A Língua mostra-nos que em achar uma moeda alguém acha mesmo (verbo pleno); em achar alguém doido o verbo alterou o significado que tinha; ligado a um atributo, tornou-se predicado atributivo ou semicopulativo (achar doido)

 

Semicopulativos são verbos que deixaram de ser PLENOS (achar uma moeda) - porque o seu sujeito se ligou a um atributo (achar doido).

Assim, o mesmo verbo ACHAR, por exemplo, pode ser transitivo (achar coisas perdidas) ou semicopulativo: achar bonito, achar atrevido, achar alegre, achar estupidez…

 

2. Acho muito simpática a professora de Português

Oração simples

Suj.: eu; predicado: acho muito simpática a professora de Português; compl. direto: a professora de Português.

 

Acho muito simpática é predicado: é o sintagma verbal da frase. A função de muito simpática é de predicado, exatamente como os atributos dos verbos copulativos.

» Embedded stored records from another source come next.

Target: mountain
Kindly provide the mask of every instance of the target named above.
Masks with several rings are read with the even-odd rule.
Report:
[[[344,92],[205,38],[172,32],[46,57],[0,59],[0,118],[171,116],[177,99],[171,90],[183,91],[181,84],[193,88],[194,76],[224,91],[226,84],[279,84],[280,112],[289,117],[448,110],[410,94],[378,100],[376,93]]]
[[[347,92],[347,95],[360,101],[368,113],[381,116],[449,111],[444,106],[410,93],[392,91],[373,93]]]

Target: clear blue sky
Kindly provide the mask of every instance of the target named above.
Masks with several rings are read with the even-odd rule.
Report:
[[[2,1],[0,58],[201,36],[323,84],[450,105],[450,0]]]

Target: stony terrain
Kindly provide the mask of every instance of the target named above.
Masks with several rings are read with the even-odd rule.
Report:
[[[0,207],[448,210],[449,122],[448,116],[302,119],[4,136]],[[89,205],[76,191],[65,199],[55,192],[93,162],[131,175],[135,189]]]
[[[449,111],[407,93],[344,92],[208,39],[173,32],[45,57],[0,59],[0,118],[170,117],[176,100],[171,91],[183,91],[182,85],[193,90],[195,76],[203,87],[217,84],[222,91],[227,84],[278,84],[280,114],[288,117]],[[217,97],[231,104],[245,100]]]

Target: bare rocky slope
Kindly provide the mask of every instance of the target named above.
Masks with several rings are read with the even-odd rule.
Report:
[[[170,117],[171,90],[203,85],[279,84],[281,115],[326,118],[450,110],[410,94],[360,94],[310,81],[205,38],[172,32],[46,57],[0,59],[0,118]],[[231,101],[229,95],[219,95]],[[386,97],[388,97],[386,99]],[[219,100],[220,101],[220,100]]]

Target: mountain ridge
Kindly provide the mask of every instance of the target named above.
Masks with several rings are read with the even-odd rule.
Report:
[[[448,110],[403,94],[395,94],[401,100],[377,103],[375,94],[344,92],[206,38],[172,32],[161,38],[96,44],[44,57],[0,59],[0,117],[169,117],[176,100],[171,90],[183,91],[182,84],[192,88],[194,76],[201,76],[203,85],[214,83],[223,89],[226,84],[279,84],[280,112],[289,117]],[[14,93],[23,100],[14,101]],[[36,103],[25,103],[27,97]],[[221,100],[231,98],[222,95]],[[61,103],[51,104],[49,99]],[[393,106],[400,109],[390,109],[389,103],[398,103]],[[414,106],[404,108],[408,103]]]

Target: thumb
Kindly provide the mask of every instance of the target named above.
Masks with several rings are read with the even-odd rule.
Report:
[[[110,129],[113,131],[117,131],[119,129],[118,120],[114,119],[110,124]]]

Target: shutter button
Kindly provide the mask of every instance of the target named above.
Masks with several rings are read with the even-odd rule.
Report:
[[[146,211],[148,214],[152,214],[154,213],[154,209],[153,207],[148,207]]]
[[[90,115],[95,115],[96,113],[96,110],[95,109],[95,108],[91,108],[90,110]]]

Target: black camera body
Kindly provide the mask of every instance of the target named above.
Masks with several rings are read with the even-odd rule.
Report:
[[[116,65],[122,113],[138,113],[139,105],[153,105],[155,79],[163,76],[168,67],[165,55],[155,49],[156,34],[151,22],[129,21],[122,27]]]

Os verbos semicopulativos funcionam como os copulativos. 

 

3. Os médicos da terra julgavam-no doente irremediável (Camilo, A Mulher Fatal, 156)

Oração simples

Suj.: os médicos da terra; predicado: julgavam-no doente irremediável; compl. direto: (n)o.

 

Julgar, achar, considerar, ter por…todos estes verbos se poderiam aplicar nesta frase, porque o constituinte principal dela é o atributo doente, assim:

achavam-no doente irremediável, consideravam-no doente…, tinham-no por doente…

 

E a voz passiva mostra-nos que o atributo doente faz parte do predicado, é predicado, assim:

Pelos médicos da terra, ele (Carlos Pereira) era julgado doente irremediável.

 

Suj.: ele (Carlos Pereira); predicado: era julgado doente irremediável; complemento de agente da voz passiva: pelos médicos da terra.

 

Outros verbos semicopulativos ou atributivos

achar; chamar, classificar, considerar, deixar, eleger, julgar, nomear, reputar, ter na conta de, ter por….

Quando veiculam atributos, estes fazem parte do predicado.